The use of a stungun on a 14-year-old girl at Carson Middle school on Oct. 23 was a justified use of force, albeit a very unpleasant one, according to an internal use-of-force review, Sheriff Ken Furlong said.
"I don't like tasing children," he said.
The Taser did not injure the girl and further injuries to her were avoided. The use of force came about when the girl resisted being taken into custody in an office.
"It was quite apparent the juvenile was resisting with violence and hands-on attempts to control her" would have led to more injuries, he said.
The girl sustained bruising and abrasions as a result of the altercation in the enclosed office, Furlong said.
"The office environment proves to be a very, very dangerous area to make an arrest," Furlong said. A fight in an office runs the gambit of dangerous items from immovable desks, sharp-ended whiteboards and furniture to bookshelves and sharp-cornered cabinets.
"After the use of the Taser," the altercation stopped and "further injuries were avoided," Furlong said.
Although the use of force was justified, the stungun was applied to the juvenile's lower back, the sheriff said he does not enjoy the fact the force was used on her.
Deputy Jessica Rivera "acted appropriately" to the situation, Furlong said. She tried to use the lowest level of force, but the girl continued to escalate the situation and Rivera's de-escalation tactics did not work.

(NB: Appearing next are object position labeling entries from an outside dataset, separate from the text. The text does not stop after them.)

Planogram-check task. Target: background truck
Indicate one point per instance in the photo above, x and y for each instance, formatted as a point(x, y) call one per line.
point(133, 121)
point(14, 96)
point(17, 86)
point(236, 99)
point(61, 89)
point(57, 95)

"I don't believe the officer had any other options available. It is evident there was a fight," Furlong said.
This was only the second time a stungun had been used on a juvenile in Furlong's 10 years, he said in October.
Furlong said the perception of the sheriff's office in the middle school, because of the incident, has taken a licking and needs to be rebuilt. Outreach between the sheriff's office and the students has taken a hit, saying, "We're here to help them. We need to rebuild those bridges."